Mr. Wei, who just came to the United States last year, told The Epoch Times, “I learned from many people that the exit control at many ports in China is currently being tightened.”
Li Beixing, who traveled to the United States last year, said, “The CCP’s customs staff asked me to take out everything from my bag, and then they took my cellphone to check my communication records. They interrogated me for at least two hours, asking every question they could think of.”
While anyone in mainland China used to be able to apply for a passport, that no longer seems to be the case, Liang Shaohua, a lawyer and former chief compliance officer of a mainland asset management company, told The Epoch Times. Meanwhile, those who have a passport are not allowed to renew it.
A post on Chinese social media has sparked wide attention in recent days. It shows that Lianjiang County in Fujian Province was holding a meeting “to crack down on smuggling to the United States and the control of key personnel involved in fraud,” to focus on the “run” movement in the county.
Mr. Wu from Fujian told The Epoch Times that what happened in Lianjiang is true.
“If someone is caught there, they will be fined into bankruptcy,” he said.

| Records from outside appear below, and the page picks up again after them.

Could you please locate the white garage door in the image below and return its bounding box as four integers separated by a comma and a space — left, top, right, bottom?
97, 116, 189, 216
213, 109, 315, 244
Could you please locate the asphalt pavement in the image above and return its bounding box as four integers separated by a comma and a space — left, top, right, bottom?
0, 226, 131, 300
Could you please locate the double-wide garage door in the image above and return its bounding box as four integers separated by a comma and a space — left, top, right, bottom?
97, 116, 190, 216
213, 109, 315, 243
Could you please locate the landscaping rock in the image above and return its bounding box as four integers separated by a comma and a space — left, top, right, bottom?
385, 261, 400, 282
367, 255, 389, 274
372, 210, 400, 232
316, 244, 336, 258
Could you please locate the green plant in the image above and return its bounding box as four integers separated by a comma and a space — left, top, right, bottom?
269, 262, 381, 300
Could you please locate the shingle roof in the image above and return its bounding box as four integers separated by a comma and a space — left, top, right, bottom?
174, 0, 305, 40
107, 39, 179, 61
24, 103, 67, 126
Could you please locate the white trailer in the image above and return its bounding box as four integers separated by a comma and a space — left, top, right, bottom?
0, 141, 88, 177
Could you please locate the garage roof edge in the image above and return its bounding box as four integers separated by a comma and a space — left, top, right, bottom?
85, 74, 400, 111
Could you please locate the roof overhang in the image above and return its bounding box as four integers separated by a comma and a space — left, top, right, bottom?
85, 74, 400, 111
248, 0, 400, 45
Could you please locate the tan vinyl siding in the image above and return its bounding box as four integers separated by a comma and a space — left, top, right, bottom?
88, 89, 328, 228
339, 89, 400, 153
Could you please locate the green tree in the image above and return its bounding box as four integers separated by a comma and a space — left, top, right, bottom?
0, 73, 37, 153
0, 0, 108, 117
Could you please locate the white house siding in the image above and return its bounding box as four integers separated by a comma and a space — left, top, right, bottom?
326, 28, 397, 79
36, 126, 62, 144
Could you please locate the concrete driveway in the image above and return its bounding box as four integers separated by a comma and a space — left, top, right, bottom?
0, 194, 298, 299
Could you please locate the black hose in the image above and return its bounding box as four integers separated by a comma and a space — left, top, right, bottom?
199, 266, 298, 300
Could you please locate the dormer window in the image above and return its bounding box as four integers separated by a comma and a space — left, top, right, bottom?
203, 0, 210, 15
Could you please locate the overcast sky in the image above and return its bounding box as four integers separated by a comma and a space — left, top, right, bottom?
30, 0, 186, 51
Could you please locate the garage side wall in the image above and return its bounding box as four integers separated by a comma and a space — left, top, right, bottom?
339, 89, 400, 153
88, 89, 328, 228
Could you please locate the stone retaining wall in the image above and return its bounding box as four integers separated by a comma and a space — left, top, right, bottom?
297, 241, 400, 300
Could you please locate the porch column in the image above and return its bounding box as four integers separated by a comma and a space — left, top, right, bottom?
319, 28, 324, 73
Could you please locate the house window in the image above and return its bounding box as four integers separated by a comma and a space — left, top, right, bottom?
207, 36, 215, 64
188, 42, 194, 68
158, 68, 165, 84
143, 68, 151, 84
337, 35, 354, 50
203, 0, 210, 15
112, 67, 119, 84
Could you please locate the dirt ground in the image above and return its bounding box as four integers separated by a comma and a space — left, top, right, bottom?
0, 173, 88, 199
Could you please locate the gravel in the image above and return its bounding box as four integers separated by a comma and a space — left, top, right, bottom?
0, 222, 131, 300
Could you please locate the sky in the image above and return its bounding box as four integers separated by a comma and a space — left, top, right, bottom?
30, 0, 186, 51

Mr. Wu said that Lianjiang County is the hometown of overseas Chinese and is a place known for smuggling people out of the country. After three years of COVID-19 lockdowns and strict controls, a large number of people have begun to flee again, and many people are being smuggled out to other countries, with most fleeing to the United States.

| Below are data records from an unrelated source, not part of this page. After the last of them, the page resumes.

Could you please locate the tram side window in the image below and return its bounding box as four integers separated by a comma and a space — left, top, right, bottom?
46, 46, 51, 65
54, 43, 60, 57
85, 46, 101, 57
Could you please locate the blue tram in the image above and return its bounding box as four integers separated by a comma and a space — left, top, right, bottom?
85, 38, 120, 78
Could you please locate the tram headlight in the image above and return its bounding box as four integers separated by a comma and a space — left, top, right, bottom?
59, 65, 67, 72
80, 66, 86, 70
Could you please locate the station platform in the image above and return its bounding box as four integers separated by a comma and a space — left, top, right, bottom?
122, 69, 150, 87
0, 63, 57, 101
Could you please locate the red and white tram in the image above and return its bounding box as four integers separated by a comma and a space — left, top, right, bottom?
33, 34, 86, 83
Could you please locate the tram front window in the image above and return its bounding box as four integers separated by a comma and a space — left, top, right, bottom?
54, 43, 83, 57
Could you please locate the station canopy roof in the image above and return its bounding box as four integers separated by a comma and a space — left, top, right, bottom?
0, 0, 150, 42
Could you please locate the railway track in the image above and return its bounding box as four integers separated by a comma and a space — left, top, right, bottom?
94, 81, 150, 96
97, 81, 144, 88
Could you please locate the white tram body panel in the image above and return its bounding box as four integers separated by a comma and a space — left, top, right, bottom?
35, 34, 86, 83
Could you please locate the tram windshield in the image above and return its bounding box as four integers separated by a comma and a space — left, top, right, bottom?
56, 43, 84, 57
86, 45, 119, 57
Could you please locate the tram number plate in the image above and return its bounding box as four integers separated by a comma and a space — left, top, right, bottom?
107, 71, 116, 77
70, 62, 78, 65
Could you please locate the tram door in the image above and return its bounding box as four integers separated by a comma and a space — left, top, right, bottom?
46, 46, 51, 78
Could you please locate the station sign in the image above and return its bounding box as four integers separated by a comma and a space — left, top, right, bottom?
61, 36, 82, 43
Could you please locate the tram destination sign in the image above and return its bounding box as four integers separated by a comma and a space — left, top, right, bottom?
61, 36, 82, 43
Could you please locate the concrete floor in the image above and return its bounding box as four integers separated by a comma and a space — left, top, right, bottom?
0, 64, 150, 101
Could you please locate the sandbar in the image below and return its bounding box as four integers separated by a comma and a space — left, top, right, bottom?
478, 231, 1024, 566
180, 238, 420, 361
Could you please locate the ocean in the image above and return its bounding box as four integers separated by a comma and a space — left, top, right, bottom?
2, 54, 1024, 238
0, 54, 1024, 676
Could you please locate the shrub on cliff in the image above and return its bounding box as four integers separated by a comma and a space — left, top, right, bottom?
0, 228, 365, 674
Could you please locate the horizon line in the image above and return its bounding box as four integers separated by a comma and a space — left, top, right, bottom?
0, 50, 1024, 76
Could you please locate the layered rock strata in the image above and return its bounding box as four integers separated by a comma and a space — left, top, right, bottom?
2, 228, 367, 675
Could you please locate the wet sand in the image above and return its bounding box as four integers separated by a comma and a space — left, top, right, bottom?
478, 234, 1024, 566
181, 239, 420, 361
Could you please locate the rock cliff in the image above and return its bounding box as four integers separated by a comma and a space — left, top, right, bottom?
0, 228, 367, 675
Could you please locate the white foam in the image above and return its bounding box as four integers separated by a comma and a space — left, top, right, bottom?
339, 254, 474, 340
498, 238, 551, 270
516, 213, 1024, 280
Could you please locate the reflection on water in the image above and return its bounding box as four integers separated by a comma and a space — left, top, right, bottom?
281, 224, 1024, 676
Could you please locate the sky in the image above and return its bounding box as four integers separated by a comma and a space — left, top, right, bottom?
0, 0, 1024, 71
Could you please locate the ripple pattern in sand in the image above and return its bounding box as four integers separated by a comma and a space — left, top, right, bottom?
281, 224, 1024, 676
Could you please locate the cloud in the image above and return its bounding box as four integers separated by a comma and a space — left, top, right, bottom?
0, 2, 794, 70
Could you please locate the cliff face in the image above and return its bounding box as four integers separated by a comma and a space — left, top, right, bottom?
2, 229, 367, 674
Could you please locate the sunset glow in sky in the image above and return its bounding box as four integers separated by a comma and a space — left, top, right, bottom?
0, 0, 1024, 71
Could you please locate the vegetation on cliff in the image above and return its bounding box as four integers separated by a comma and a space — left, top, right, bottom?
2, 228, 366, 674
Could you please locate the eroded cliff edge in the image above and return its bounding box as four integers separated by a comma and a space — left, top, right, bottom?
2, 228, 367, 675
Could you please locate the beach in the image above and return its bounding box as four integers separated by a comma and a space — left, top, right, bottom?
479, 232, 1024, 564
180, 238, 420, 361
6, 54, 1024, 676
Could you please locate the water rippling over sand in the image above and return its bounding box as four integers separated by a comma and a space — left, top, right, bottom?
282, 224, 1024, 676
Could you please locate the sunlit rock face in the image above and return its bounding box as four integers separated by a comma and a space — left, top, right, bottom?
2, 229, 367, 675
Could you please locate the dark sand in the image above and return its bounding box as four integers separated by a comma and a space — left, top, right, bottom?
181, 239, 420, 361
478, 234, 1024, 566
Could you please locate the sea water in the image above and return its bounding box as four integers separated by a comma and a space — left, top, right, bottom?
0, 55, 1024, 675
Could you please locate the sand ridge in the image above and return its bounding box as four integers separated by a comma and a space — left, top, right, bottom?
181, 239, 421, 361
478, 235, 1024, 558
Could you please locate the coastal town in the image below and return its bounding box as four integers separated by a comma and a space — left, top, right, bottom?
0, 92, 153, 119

“Why [does the CCP] need to crack down on it? People are all gone, there is no one here anymore, and it sounds bad in the international community,” Mr. Wu said.
Mr. Li in Lianjiang also confirmed the county’s supression notice, saying that it’s been particularly strict recently.
“It is because the CCP is afraid of losing face, so the higher-ups are suppressing local officials,” he told The Epoch Times.
International human rights group Safeguard Defenders published a report last May that the CCP “is increasingly resorting to exit bans to punish human rights defenders (HRD) and their families, hold people hostage to force targets overseas to come back to China (a practice called persuade to return, a form of transnational repression), control ethnic-religious groups, engage in hostage diplomacy and intimidate foreign journalists.”
The CCP’s exit ban and other actions are “illegitimate” and violate the Universal Declaration of Human Rights’ principle of freedom of movement, the report stated.